Primarily used in medical references to a fetus or an infant with substantial physical abnormalities considered by some to be like a "monster".
"Regardless of the form a monster takes, all monsters have one thing in common: they are all awe-inspiring, even frightening, by virtue of some aspect of their physicality or personality.
In fact, the word monster comes from the Latin monstrum, meaning "an evil omen" which in turn seems to be a derivative of the verb monere, "to warn, to remind".
Another perspective regarding monster
Any sign thought to have been given by the old roman gods, that is, any strange incident or wonderful appearance, was taken as a warning, a belief that the gods were provoked or upset.
The sign prophesied the approach of a calamity or misfortune, of public a nature, or to the nation as a whole; rather than to an individual.
Such a foreboding omen, or portent, was called a monstrum; which always, from the nature of the strange incident, denoted the approach of some catastrophe.
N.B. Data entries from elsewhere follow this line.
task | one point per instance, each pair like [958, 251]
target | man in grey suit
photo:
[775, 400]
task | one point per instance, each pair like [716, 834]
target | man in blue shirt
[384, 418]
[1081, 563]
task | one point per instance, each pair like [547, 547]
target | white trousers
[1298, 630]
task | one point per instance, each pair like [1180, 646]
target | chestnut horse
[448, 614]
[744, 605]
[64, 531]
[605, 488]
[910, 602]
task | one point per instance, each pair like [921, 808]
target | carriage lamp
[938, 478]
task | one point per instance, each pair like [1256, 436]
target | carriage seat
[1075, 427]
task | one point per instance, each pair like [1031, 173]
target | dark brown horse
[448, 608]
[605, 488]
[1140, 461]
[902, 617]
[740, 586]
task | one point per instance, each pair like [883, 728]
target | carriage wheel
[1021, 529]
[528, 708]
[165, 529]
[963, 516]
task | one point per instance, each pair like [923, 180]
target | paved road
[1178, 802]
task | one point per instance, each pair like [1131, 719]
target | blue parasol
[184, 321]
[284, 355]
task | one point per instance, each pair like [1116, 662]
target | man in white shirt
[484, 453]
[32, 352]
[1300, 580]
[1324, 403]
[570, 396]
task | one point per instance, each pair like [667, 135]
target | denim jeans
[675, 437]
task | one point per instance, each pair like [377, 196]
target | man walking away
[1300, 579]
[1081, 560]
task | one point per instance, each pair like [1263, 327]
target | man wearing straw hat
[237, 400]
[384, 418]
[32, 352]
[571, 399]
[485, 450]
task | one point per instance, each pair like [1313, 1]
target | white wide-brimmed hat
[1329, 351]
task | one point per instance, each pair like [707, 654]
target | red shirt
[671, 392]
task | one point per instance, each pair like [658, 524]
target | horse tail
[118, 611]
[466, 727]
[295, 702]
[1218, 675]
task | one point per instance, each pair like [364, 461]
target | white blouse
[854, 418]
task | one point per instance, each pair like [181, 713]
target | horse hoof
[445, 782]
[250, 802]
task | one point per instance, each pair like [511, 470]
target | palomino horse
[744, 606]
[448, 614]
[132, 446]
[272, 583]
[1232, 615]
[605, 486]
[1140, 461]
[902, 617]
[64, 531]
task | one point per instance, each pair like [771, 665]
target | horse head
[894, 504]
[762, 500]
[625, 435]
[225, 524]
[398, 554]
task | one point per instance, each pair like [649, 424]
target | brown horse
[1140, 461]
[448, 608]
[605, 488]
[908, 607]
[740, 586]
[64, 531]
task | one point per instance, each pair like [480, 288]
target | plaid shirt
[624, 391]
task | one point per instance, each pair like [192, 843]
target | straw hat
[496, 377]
The term was derived from the verb monstro, "to show", or "to point out"; familiar to us in the derivative, demonstrate. Through the dread inspired by the term monstrum, that word also came to be applied to whatever was the "fearful thing", the "strange appearance of an unusual and frightening form", which was considered to be an "omen of evil".
Even among the Romans, monstrum, which became monster in English, was used also for anything abnormally large, or of unusual or frightening appearance.